LinkedList<Rotation> actions;

You can make a choice whether to push the direct or inverse action onto the list, but once you store the actions in this way, its very easy to write some quick switch statements to reverse an action as it gets removed from the list.

On a side note, consider replacing LinkedList with Stack, it will server you just as well and its suited for the purpose perfectly.

EDIT:

Noticed that I don't have support for the axis rotations in my enumerations, but I'm sure you could add them as additional entries in the Face enumeration (although you might want to rename it at that point)

Answer 3

Assuming you really want to stick to your model...

You could try by entering in the list every name of the method executed and then, with reflection, call the counter parts by iterating over the list. This assumes that your methods will have matching names (as you proposed).

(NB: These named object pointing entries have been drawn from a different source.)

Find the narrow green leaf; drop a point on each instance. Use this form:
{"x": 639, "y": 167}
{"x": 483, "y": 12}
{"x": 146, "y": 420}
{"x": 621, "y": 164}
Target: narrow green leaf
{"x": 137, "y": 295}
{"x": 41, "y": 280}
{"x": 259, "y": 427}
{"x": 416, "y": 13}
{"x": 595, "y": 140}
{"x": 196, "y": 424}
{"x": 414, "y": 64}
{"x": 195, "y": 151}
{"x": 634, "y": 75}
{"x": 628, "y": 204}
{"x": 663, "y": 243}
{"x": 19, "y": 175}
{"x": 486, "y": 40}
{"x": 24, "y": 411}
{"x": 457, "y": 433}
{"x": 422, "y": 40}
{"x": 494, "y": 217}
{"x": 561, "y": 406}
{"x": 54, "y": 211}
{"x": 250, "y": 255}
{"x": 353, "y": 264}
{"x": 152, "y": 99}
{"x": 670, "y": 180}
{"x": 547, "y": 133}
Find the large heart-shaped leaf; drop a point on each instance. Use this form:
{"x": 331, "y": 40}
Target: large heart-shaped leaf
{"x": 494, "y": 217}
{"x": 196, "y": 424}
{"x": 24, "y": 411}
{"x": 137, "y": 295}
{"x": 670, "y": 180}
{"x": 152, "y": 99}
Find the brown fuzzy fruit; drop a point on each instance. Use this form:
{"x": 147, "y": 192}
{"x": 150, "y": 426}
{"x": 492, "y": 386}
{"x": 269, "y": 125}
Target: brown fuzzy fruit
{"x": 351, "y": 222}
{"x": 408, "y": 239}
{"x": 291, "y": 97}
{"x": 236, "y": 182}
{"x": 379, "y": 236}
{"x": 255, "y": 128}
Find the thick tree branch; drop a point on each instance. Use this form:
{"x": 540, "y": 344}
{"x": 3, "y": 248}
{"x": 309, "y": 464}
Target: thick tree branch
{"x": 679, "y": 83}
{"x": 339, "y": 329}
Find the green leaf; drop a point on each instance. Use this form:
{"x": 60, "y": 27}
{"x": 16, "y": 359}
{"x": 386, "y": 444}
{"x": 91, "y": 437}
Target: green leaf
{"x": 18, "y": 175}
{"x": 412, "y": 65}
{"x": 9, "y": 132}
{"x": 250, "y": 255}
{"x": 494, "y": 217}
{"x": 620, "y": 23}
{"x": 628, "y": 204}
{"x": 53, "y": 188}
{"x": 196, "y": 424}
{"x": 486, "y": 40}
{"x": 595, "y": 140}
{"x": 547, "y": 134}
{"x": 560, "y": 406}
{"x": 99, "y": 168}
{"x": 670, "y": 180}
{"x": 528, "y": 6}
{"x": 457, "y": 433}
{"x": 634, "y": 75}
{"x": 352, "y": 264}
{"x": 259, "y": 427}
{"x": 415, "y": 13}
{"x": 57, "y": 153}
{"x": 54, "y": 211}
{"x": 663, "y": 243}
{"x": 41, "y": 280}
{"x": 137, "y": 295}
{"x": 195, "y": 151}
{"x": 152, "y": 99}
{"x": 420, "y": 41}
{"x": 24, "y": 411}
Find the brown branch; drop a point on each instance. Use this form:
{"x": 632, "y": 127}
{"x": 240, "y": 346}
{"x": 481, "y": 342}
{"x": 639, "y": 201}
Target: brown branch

You could also create a HybridDictionary into which you use the method names as the id and addressof the counter method as the value. And so when you iterate over the list you could have a delegate handle the method at the given value.

Answer 4

18 methods seems like a lot to keep up with, especially when you consider implementing the undo/redo functionality. Have you considered using a single, more generic method? If you did so, you could store what was passed to that method in a very uniform manner, and easily perform the opposite actions. The opposite actions could be looked up from a dictionary.